Liskova Petra, Klintworth Gordon K, Bowling Brandy L, Filipec Martin, Jirsova Katerina, Tuft Stephen J, Bhattacharya Shomi S, Hardcastle Alison J, Ebenezer Neil D
Division of Molecular Genetics, Institute of Ophthalmology, UCL, London, UK.
Ophthalmic Res. 2008;40(2):105-8. doi: 10.1159/000115325. Epub 2008 Feb 6.
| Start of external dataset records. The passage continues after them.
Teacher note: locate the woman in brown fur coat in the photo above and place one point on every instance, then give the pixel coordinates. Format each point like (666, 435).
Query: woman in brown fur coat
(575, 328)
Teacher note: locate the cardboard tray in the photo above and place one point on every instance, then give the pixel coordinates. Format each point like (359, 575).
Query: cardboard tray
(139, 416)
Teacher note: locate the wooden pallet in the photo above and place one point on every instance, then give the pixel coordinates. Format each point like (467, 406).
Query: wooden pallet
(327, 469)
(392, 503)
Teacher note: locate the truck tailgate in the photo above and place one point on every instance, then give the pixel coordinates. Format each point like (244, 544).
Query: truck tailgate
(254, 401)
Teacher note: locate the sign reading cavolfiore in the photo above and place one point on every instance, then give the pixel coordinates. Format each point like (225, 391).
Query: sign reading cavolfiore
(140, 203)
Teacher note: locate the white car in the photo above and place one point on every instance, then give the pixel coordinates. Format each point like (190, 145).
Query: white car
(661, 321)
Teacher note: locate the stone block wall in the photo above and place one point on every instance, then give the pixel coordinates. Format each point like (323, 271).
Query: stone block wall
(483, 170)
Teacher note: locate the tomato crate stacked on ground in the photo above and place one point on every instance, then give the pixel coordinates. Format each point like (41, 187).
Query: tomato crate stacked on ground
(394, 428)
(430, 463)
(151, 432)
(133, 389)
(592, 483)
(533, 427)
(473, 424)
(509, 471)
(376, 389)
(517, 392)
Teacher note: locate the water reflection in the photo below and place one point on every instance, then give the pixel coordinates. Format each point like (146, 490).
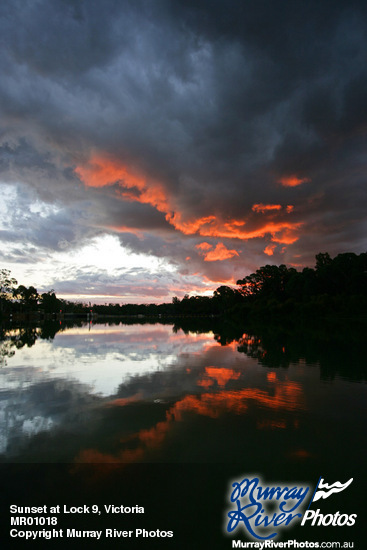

To evaluate mutations in the transforming-growth-factor-beta-induced (TGFBI) gene in patients of Czech origin with autosomal dominant corneal dystrophies.
The coding sequence of the TGFBI gene was analysed in 22 affected Czech individuals from 7 apparently unrelated families. Comparison of phenotype to genotype was performed.
A H626P mutation, previously only described in a family with a variant of lattice corneal dystrophy (LCD), was detected in one family with superficial geographic corneal opacities. Light microscopy of 2 samples obtained following either a prior superficial keratectomy or keratoplasty showed amyloid but no fuchsinophilic deposits. In a family with LCD type I, an R124C mutation was identified. The R124L mutation was shown to be causative of Reis-Bucklers corneal dystrophy in 2 families. A family with Thiel-Behnke corneal dystrophy exhibited an R555Q mutation. In 2 families with granular corneal dystrophy type I, the typical R555W change was identified.
The phenotype of the family with the H626P mutation differed from the phenotype previously reported for this change.
评估捷克裔常染色体显性遗传性角膜营养不良患者中转化生长因子β诱导(TGFBI)基因的突变情况。
对来自7个明显无亲缘关系家庭的22名患角膜营养不良的捷克个体进行TGFBI基因编码序列分析,并对表型与基因型进行比较。
在一个患有浅表地图状角膜混浊的家庭中检测到H626P突变,该突变此前仅在一个患有格子状角膜营养不良(LCD)变异型的家庭中被描述过。对2例在进行浅表角膜切除术或角膜移植术前采集的样本进行光学显微镜检查,发现有淀粉样物质,但未发现嗜品红沉积物。在一个I型LCD家庭中,鉴定出R124C突变。在2个家庭中,R124L突变被证明是Reis-Bucklers角膜营养不良的病因。一个患有蒂尔-本克角膜营养不良的家庭表现出R555Q突变。在2个I型颗粒状角膜营养不良家庭中,鉴定出典型的R555W变化。
携带H626P突变的家庭的表型与此前报道的该突变表型不同。